Añaden que esa gestión también se aplica a las instalaciones ya implantados y a las futuras concesiones, "con una clara determinación de focalizar el seguimiento del sector en los aspectos sanitarios y medioambientales, a través de un paquete de medidas que en conjunto van a suponer un desembolso importante para los productores".
En ese sentido, el sector chileno ha estimado que la aplicación de la nueva normativa va a suponer un incremento del 30 por ciento en los actuales costes productivos.
Al respecto, Ojeda sostuvo que es primordial concientizar al sector acuicultor español acerca de los riesgos que se pueden enfrentar en el ámbito de la sanidad animal, e informar a la Administración sobre casos puntuales, como es el de Chile, y las medidas que han tomado para reactivar la acuicultura y solucionar la problemática que actualmente viven.
Por ello, “es importante que las autoridades nacionales conozcan esta experiencia para que enfoquen correctamente la normativa que afecta al sector, tanto a nivel nacional, como en las Comunidades Autónomas y también a nivel europeo”, aseguró Ojeda.

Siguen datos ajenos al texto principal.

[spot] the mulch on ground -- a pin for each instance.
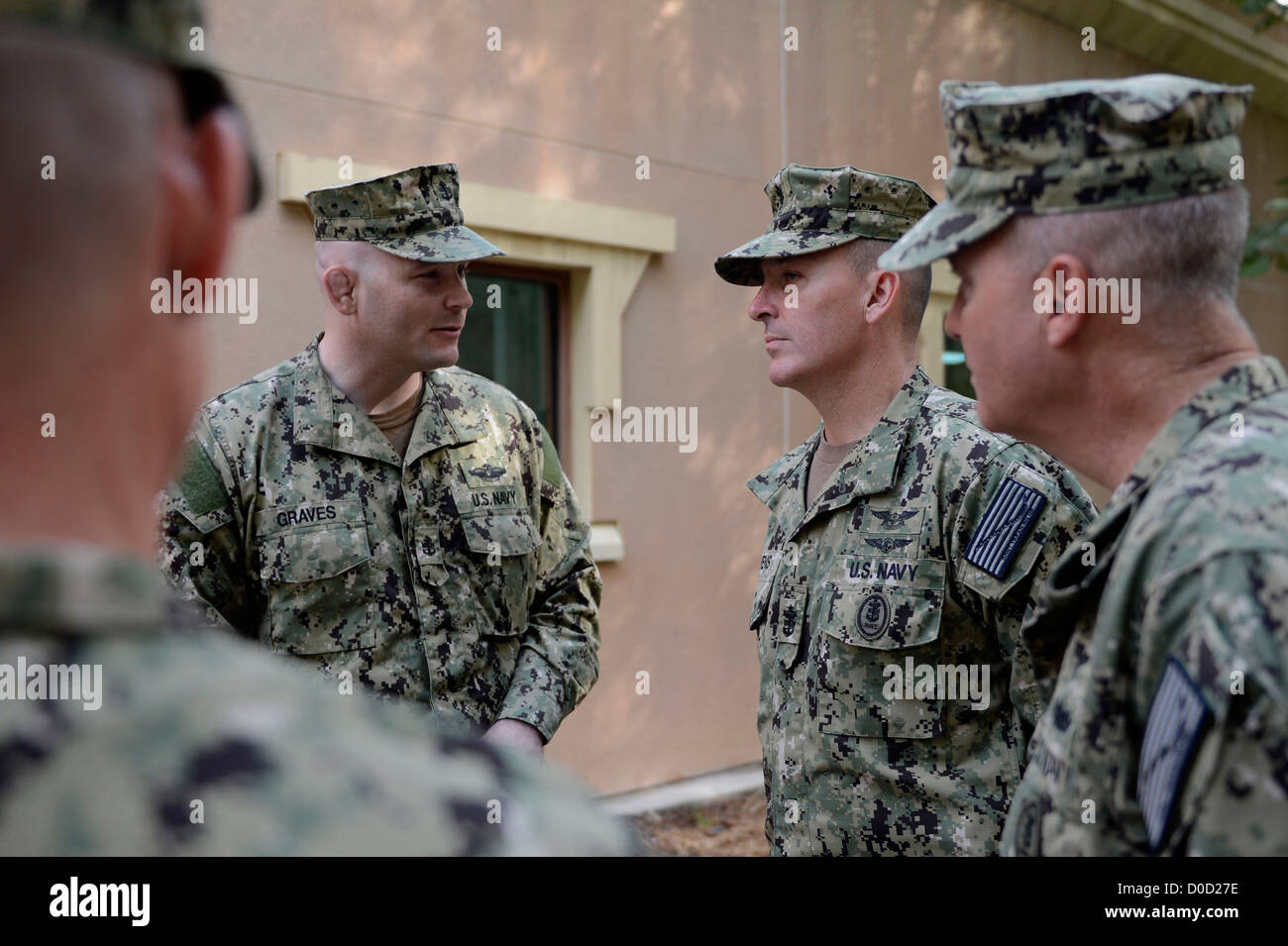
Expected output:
(729, 828)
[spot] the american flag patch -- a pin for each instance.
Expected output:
(1175, 722)
(1006, 524)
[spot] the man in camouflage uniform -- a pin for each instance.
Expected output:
(443, 559)
(119, 736)
(905, 543)
(1168, 727)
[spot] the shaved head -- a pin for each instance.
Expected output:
(93, 119)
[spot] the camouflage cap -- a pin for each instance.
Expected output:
(413, 214)
(819, 207)
(1064, 147)
(159, 31)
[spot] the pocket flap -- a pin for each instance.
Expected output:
(884, 617)
(501, 534)
(314, 554)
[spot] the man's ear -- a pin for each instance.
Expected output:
(205, 171)
(338, 283)
(885, 287)
(1067, 278)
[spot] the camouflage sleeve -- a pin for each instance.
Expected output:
(1212, 700)
(559, 659)
(1014, 519)
(201, 525)
(215, 748)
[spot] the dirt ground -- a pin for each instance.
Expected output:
(729, 828)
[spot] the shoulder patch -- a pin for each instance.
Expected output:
(1005, 525)
(198, 481)
(1176, 719)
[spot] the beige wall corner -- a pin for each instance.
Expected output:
(1185, 37)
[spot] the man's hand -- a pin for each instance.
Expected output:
(515, 734)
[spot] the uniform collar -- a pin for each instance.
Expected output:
(1240, 383)
(870, 469)
(78, 589)
(320, 407)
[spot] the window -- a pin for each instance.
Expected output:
(513, 336)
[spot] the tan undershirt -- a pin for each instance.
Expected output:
(398, 421)
(825, 461)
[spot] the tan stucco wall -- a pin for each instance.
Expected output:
(580, 89)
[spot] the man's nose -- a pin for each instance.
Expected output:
(462, 297)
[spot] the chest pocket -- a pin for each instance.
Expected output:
(313, 567)
(868, 633)
(502, 569)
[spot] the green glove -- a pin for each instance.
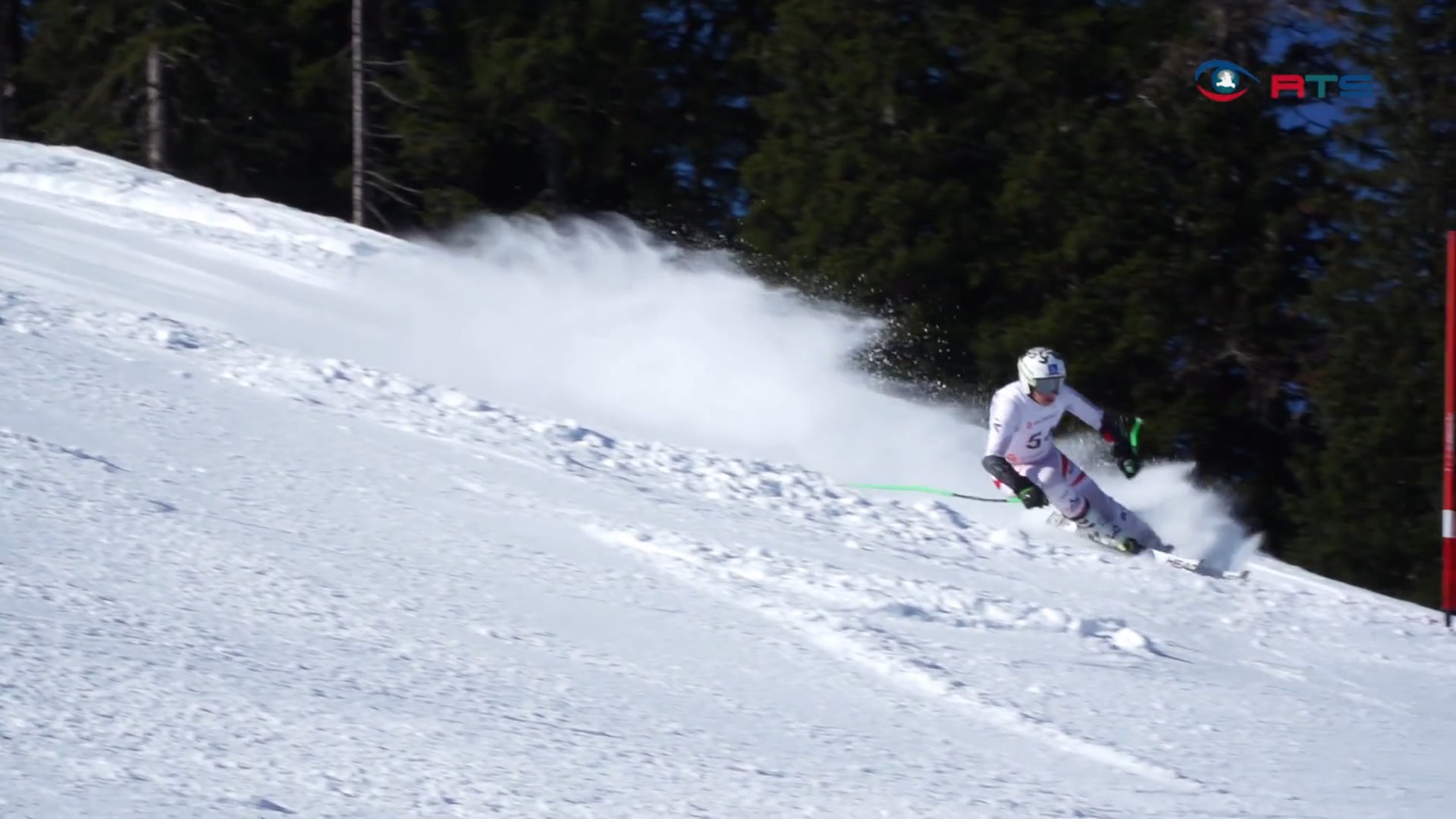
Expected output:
(1033, 497)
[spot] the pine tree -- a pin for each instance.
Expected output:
(1367, 502)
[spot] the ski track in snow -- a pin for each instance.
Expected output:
(239, 580)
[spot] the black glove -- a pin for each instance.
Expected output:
(1028, 493)
(1033, 497)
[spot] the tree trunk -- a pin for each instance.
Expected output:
(9, 60)
(156, 107)
(156, 111)
(359, 111)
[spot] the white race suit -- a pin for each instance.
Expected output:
(1021, 431)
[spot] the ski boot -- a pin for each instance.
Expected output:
(1092, 525)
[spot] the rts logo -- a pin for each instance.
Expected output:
(1228, 82)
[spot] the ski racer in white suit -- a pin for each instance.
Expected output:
(1024, 460)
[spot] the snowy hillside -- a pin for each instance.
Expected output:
(299, 519)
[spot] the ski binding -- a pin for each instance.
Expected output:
(1180, 561)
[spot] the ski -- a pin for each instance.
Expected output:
(1168, 558)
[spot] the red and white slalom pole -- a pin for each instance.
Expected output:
(1449, 463)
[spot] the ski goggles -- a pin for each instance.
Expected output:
(1047, 387)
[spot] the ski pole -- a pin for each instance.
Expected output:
(932, 490)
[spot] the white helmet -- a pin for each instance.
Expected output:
(1041, 369)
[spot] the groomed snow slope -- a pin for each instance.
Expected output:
(296, 521)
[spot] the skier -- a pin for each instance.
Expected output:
(1022, 458)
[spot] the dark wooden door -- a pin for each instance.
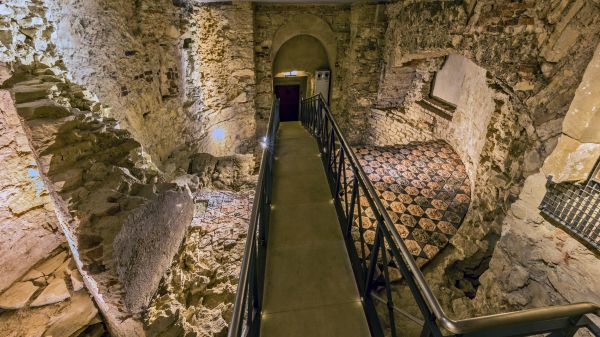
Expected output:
(289, 101)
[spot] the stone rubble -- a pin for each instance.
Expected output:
(46, 303)
(197, 293)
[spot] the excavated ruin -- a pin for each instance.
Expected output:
(131, 136)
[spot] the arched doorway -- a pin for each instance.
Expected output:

Cabe recordar que en el año 2007, Chile sufrió una de las mayores crisis sanitarias de su historia, provocada por el brote de virus de la Anemia Infecciosa del Salmón (ISA), que afectó dramáticamente al cultivo de salmón del Atlántico, principal especie criada en el país latinoamericano. En dos años, las instalaciones productivas se redujeron a la mitad, de 344 en 2007 a 174 centros de cultivo en 2009.
Según las proyecciones de la Asociación de la Industria del Salmón de Chile, SalmonChile A.G., para 2010 se espera que la producción de esta especie se reduzca en un 40 por ciento aproximadamente, lo que significarían retornos por 1.300 millones de dólares, una cifra muy reducida al comparar que desde el año 2006 esta industria generaba ingresos que sobrepasaban los 2.000 millones de dólares.